According to UN data from last year, 16 to 58 per cent of women and girls across the world met with online gender-based violence. 

For their 2019 collaborative research paper ‘Born Digital, Born Free? A Socio-Legal Study on Young Women’s Experiences of Online Violence in South India’, Anita Gurumurthy, Amrita Vasudevan and Sarada Mahesh surveyed 881 college-going women aged 19-23 years in six cities and small towns in Karnataka, Kerala and Tamil Nadu.

They found that 83 per cent of those women who had faced online harassment experienced sexual harassment “such as abusers manipulating their images to appear sexual, sharing their sexual images without consent and making relentless unwanted requests for sexual contact”. 

In the Union Budget of 2024-25, the Narendra Modi government allocated Rs 1,550 crore to boost AI research and tackle cybercrimes. Amid such government initiatives, features like Filmora AI Kiss and AI Video emerge as new challenges. 

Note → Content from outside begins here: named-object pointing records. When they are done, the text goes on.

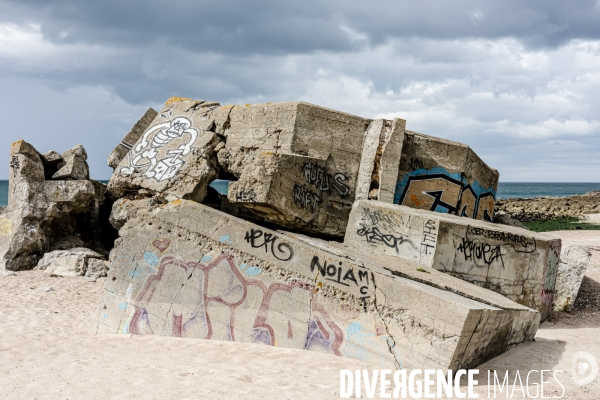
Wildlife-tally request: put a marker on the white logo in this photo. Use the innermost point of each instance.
(145, 153)
(585, 368)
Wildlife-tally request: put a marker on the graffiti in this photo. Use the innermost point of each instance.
(305, 197)
(438, 190)
(161, 244)
(374, 235)
(145, 153)
(257, 238)
(387, 221)
(429, 237)
(411, 237)
(519, 243)
(323, 181)
(245, 196)
(14, 164)
(477, 251)
(415, 164)
(214, 294)
(5, 227)
(342, 275)
(550, 271)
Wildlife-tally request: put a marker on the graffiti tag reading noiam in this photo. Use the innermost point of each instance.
(144, 154)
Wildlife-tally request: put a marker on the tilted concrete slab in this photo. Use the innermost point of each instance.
(445, 176)
(186, 270)
(517, 263)
(131, 138)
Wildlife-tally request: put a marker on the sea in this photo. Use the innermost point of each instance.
(506, 190)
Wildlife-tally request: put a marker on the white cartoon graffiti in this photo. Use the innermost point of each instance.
(145, 153)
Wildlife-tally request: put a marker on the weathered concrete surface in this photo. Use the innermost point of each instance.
(440, 175)
(187, 270)
(574, 259)
(75, 165)
(131, 138)
(73, 262)
(44, 215)
(519, 264)
(176, 155)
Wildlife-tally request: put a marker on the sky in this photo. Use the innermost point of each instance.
(518, 81)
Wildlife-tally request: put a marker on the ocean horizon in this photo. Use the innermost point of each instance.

When the capabilities of the new apps were pointed out, Halder said: “Even if you are using intermediary-provided safety guidelines, your images and photo data are not safe. This indeed creates a sense of insecurity and vulnerability in the minds of women and girls.”

Banerjee also found the new apps “alarming and intimidating”. 

“This can aggravate obnoxious forms of harassment by coercing the victim to comply and succumb to the perpetrator's agenda,” Banerjee said.

Menon said: “As a woman, it's scary.”